Self-identification and the question of representation

In politics there is an on-going debate about whether you need to be from a particular community to represent that group’s interests. However, the purpose of the community representation roles within the LSE SU is to ensure that someone from that community is present within the students union to give a voice to that community to address under-representation. In this way it is essential that the candidates come from that community in a way that it is not for other roles, such the education officer, who are there to represent all students.

The Student’s Union policy to ensure this is a process of ‘self-identification’. The appeal of this policy is clear, it ensures that roles are exclusive and avoid insensitive questions about candidate’s background and identity. It ensures, for example, that a self-identifying woman is able to run for the role of women’s officer, no matter what her gender was at birth.

However, there is a question as to whether this policy is effective in ensuring that the desired representation is achieved and whether the implementation of the policy is effective. In job descriptions the SU specifies that such roles are ‘open’ to those who come from the specified community but on nomination candidates are not required to confirm this. A policy of self-identification can be undermined and lead to candidates taking advantage of the fact that these communities may not have a large number of competitive candidates running. We would hope that such things wouldn’t happen within the SU but we all know how strong the desire to build your CV can be for some and it is worth questioning whether a self-identification policy is appropriate when we’re talking about a coveted positions.

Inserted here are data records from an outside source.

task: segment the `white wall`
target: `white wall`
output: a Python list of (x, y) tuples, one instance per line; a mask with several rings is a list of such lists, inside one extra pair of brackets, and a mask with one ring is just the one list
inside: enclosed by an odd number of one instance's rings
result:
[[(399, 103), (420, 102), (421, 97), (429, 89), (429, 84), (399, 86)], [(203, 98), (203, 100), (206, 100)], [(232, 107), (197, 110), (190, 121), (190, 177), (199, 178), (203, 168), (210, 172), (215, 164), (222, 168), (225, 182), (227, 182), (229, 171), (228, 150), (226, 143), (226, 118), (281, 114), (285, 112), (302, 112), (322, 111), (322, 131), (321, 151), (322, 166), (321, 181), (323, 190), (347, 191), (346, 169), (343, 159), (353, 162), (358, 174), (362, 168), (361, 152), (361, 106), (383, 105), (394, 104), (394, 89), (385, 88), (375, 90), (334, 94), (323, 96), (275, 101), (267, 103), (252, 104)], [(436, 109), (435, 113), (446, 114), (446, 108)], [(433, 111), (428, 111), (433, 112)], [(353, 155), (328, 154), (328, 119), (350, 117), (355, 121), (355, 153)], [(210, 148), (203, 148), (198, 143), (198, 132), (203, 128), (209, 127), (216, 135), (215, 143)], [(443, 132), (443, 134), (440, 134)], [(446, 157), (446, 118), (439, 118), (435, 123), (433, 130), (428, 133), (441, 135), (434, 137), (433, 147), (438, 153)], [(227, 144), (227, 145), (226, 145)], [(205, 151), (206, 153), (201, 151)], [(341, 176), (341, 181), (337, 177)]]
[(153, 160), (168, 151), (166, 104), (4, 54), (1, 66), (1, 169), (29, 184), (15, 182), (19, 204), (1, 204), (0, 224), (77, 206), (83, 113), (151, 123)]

Clearly self-identification is the only viable policy for certain roles. For example, I cannot think of an effective way to measure or confirm a candidate’s ‘class’ when considering the role of the social mobility and class officer. We could cite eligibility for government grants, bursaries for free school meals as a child but none of these are in any way an effective measure of someone’s personal experiences of class.

The role of the mature and part time student officer is less clear. It is a binary question as to whether a student is studying part time or not. UCAS also provides a formal definition of a ‘mature’ student as one who is aged 21+ when starting their undergraduate studies or 25+ when starting their postgraduate studies. So it would appear that we could use these formal definitions. But there are nuances to consider. Do we really think that the 20-year old parent with three children should be excluded from mature student events which would allow them to share experiences with other student parents? As President of the Mature Student Society we endorse a policy of self-identification for this reason.

However, the recent MT elections have made me question whether this policy is being implemented correctly for the SU elections, due to conversations I’ve had with candidates. I think it is vital that the SU makes it more explicit that these roles are for members from the given communities to avoid any confusion otherwise. Some simple adjustments to try do this would be asking candidates on application to confirm that they identify with the group they are representing, ensuring that this policy applies to all candidates, not just those whose identity isn’t immediately obvious. This would not be a complete solution but at least provides candidates to acknowledge this aspect of the role. When endorsing a policy of self-identification, ultimately, we have to rely on voters to identify who would represent them best.